It's no secret that some places, whether it be in the US or other parts of the world, are not in approval of the way ridesharing companies like Uber and Lyft operate. And, starting today, we can add Pittsburgh to the list of cities where these app-based car services can't do business legally, at least not for the time being. The news comes after two local judges have granted the Pennsylvania Public Utility's petition to issue cease-and-desist orders to them. As the Pittsburgh Business Times notes, Uber and Lyft won't be free to continue offering their service "until they secure the appropriate authority" from the PUC.
According to the commission, there are three main concerns at stake here: that drivers have the appropriate background checks, insurance and inspection.

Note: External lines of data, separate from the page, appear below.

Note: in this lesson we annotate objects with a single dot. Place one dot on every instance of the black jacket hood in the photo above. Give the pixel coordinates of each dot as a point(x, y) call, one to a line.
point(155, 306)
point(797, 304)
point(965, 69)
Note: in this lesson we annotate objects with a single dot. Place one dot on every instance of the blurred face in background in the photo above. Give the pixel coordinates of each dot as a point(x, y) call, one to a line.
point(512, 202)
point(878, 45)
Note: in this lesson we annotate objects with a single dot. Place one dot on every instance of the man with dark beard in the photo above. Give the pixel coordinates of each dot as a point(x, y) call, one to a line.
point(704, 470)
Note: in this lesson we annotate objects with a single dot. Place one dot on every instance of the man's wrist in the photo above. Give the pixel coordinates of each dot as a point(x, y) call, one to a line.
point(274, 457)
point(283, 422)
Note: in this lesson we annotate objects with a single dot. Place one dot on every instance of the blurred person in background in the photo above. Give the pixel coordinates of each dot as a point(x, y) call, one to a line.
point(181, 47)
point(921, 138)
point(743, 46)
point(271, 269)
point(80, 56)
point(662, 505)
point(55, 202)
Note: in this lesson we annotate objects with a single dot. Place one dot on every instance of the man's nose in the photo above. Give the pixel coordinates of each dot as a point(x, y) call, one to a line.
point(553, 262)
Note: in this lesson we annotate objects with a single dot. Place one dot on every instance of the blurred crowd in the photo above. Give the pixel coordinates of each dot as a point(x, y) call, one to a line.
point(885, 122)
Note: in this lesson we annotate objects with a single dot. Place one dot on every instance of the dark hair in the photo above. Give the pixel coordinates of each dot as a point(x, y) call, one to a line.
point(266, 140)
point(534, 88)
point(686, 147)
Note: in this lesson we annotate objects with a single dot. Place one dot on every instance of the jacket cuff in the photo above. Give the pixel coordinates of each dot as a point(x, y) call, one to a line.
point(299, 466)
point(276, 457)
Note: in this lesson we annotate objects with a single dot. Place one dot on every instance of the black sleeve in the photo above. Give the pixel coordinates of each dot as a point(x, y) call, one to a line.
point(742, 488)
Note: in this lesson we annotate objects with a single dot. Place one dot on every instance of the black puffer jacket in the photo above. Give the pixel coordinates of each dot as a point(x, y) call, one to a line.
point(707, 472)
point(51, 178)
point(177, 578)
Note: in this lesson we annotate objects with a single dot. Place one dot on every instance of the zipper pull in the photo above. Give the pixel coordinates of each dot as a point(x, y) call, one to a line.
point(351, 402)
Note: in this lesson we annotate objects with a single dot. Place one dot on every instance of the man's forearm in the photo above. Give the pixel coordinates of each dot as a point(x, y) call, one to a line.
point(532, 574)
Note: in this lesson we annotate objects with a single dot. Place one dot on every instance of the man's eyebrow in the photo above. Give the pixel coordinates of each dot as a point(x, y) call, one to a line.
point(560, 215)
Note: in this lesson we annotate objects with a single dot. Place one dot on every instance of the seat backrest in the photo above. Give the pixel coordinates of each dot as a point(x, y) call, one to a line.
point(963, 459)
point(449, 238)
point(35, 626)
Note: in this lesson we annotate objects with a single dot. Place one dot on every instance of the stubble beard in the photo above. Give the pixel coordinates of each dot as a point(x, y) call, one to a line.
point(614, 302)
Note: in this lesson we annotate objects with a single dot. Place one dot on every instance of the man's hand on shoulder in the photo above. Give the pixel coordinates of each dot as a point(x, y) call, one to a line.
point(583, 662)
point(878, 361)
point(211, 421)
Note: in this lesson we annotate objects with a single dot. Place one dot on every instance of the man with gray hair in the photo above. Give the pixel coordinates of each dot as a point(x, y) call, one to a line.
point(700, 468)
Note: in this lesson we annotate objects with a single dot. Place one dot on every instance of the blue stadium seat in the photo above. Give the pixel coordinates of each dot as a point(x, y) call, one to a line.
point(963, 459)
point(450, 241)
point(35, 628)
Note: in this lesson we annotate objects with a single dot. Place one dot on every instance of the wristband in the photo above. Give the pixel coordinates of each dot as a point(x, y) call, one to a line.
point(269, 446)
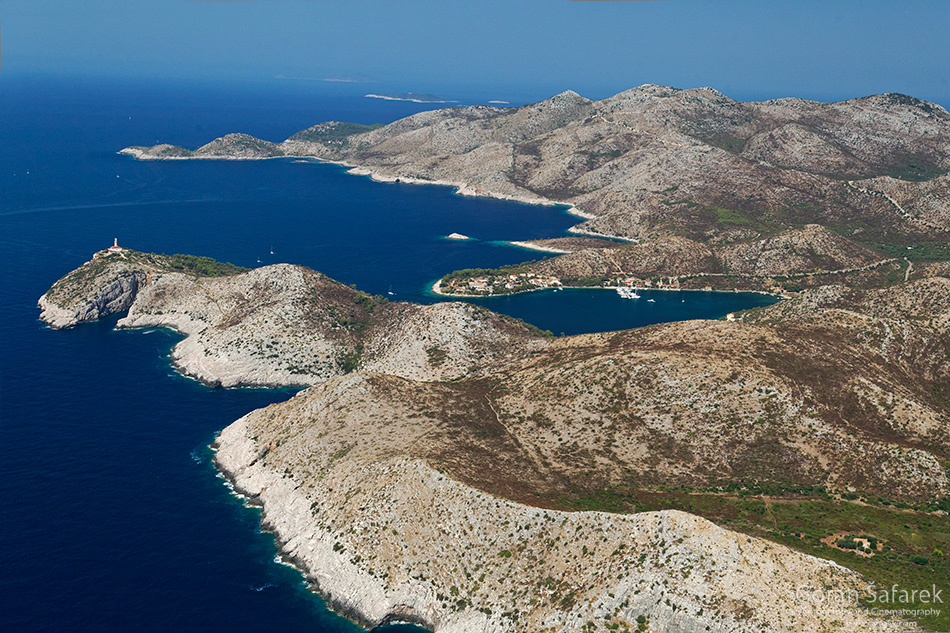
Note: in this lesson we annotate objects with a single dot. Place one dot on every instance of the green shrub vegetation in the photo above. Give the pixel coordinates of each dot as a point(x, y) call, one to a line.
point(906, 541)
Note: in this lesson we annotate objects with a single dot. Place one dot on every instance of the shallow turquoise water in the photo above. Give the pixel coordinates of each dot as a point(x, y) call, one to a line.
point(114, 518)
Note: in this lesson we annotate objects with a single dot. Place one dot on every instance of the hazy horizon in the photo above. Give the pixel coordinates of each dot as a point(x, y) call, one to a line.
point(525, 50)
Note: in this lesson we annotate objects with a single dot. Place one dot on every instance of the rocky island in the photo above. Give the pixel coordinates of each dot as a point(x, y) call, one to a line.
point(462, 470)
point(715, 192)
point(454, 468)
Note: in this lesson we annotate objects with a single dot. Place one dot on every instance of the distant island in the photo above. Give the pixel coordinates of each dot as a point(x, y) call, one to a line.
point(449, 433)
point(815, 427)
point(411, 96)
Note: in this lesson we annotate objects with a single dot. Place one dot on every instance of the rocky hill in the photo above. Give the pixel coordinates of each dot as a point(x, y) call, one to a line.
point(654, 161)
point(445, 464)
point(344, 477)
point(283, 325)
point(746, 180)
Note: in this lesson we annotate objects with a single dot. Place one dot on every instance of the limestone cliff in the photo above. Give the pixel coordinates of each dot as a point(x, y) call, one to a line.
point(283, 325)
point(349, 492)
point(442, 465)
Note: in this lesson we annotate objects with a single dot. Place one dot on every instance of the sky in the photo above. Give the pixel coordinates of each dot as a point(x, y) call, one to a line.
point(824, 50)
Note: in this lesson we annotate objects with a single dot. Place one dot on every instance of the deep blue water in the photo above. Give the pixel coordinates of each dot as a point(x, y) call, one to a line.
point(114, 518)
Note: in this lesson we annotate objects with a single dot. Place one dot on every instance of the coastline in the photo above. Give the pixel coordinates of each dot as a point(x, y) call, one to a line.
point(340, 534)
point(436, 288)
point(534, 247)
point(461, 188)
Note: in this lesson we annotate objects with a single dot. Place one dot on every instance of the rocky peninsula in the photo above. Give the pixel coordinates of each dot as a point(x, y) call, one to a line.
point(459, 469)
point(677, 171)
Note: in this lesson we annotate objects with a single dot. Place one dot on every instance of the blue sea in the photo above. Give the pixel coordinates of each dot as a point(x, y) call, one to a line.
point(114, 518)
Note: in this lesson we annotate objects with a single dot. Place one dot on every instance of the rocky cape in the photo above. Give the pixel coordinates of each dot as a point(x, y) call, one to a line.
point(655, 163)
point(433, 471)
point(280, 325)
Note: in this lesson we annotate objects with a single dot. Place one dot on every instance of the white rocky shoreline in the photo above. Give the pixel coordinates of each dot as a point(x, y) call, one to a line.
point(341, 475)
point(679, 572)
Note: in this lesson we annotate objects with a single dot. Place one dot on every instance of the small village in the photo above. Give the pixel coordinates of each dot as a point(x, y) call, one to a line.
point(504, 282)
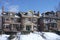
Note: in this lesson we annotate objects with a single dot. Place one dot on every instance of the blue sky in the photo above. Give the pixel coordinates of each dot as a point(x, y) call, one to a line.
point(26, 5)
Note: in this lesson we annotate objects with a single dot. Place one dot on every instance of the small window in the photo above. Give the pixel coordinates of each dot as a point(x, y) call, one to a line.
point(28, 27)
point(10, 14)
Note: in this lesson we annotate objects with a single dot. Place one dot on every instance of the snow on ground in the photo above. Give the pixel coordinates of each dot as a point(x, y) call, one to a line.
point(4, 37)
point(33, 36)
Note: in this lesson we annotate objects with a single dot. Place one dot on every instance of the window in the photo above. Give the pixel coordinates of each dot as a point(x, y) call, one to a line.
point(28, 27)
point(29, 19)
point(11, 14)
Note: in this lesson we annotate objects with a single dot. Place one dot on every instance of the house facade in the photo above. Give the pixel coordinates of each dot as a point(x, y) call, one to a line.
point(49, 21)
point(58, 21)
point(9, 22)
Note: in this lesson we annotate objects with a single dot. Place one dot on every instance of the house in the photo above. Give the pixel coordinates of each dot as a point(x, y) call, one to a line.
point(29, 21)
point(9, 22)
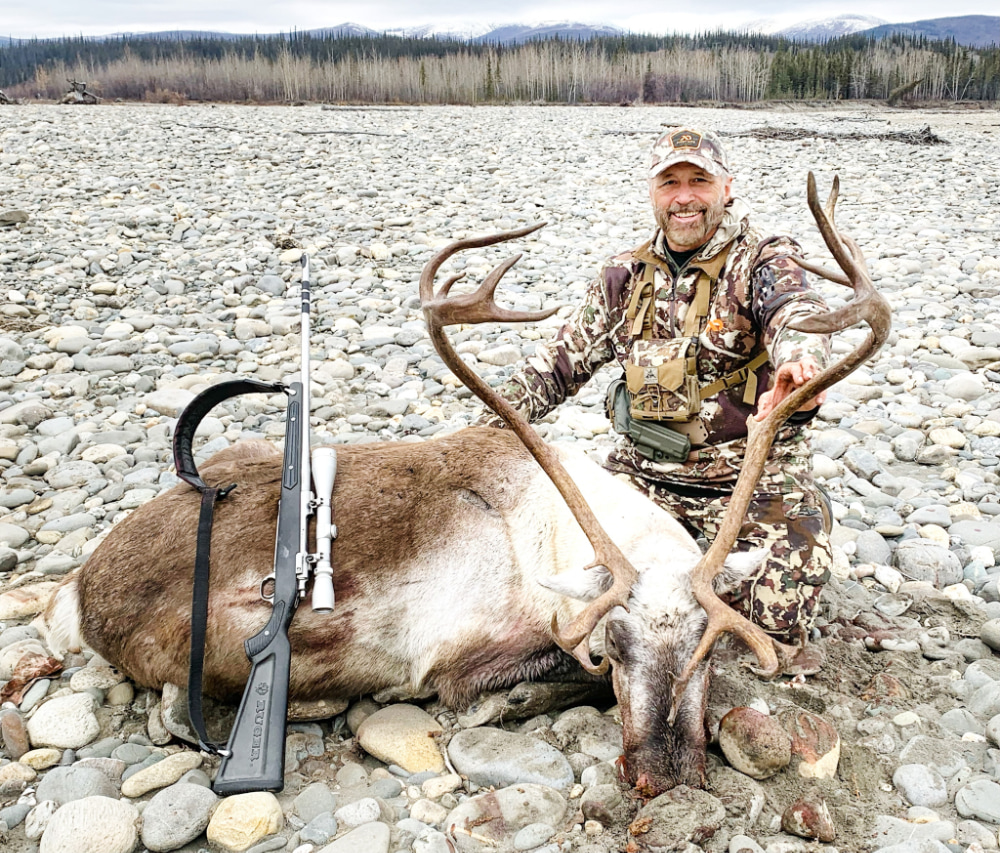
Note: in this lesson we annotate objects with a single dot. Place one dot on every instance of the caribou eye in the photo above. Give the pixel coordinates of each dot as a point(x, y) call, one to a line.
point(612, 641)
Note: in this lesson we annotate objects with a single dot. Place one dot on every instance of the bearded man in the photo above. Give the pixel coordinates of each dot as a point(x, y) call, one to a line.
point(698, 318)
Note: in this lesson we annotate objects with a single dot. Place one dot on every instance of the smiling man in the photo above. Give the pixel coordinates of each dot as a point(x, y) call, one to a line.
point(698, 318)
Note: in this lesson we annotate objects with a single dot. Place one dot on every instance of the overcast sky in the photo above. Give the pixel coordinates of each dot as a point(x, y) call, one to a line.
point(47, 18)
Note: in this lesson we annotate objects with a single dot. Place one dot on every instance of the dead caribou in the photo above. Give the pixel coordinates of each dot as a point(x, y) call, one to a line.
point(457, 566)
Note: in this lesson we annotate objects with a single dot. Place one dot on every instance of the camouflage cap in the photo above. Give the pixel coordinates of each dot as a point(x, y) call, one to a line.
point(685, 145)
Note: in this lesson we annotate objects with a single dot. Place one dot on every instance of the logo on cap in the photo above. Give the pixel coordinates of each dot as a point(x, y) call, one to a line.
point(685, 139)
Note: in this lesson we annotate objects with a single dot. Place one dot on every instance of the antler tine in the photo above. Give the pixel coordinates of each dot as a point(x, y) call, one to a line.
point(480, 306)
point(822, 272)
point(868, 305)
point(446, 287)
point(434, 264)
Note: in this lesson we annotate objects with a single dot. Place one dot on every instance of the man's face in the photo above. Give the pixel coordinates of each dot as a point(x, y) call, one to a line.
point(688, 204)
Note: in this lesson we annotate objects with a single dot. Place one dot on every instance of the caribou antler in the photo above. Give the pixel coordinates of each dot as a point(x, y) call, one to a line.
point(868, 306)
point(440, 311)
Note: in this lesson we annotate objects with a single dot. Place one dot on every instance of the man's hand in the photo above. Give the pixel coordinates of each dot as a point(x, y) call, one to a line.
point(787, 378)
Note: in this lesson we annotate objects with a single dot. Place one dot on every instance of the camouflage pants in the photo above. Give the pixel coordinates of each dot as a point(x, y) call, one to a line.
point(785, 517)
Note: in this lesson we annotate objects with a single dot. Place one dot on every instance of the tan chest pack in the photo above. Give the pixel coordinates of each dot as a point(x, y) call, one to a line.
point(662, 373)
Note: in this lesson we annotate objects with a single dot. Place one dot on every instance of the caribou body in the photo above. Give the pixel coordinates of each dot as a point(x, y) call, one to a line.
point(452, 556)
point(462, 564)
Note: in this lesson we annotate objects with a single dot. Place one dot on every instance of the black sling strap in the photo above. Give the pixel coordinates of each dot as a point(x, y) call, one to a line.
point(187, 425)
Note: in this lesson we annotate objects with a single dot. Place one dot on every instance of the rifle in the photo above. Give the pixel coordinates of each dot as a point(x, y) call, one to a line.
point(254, 757)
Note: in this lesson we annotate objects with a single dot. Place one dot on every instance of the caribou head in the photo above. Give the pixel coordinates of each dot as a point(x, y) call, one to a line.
point(655, 637)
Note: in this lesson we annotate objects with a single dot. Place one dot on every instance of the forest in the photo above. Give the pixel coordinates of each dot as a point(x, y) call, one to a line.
point(714, 67)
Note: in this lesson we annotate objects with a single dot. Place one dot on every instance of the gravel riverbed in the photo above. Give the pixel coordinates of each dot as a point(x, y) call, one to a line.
point(147, 251)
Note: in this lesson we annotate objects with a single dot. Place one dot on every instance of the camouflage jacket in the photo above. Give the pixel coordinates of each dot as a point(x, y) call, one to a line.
point(757, 291)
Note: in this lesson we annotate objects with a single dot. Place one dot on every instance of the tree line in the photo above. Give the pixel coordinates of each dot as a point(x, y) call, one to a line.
point(626, 69)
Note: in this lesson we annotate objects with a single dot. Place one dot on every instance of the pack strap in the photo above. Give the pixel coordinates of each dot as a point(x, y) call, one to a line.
point(186, 427)
point(747, 374)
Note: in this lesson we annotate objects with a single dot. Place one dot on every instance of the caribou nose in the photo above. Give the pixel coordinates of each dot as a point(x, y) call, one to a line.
point(648, 787)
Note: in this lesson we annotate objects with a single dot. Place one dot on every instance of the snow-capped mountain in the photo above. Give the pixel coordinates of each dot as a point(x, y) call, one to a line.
point(819, 29)
point(453, 32)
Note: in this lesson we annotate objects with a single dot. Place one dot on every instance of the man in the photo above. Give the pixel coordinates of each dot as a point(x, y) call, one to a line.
point(698, 318)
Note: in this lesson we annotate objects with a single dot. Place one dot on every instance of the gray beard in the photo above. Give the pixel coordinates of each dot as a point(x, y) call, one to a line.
point(689, 237)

Furthermore, the PUC also states that Uber and Lyft don't have the Certificates of Public Convenience, something required for all auto ride companies to have in order to provide service -- they have both already filed applications and are awaiting an answer. For its part, Lyft says it remains "committed to finding a path forward for ridesharing in Pennsylvania," adding that it is already "working with elected officials to ensure that consumers continue to have access to peer-to-peer transportation." Uber and Lyft have a week to respond to Pennsylvania's PUC, after which a final decision is expected to be made within 30 days.
Update: We've clarified that it is the state of Pennsylvania going after these services, not the city of Pittsburgh. Mayor William Peduto had this to say about the situation:
[Image credit: Associated Press]
I will not let the Governor and the Public Utility Commission shut down innovation without a fight. I am confident it is one that I and other supporters of new business models will ultimately win.
Technologies like ride-sharing evolve with the times and state regulators must too. While the commission may wish for Pennsylvania to cling to a Jurassic Age of transportation options, people in Pittsburgh and other communities know our state must adapt or die in the global marketplace.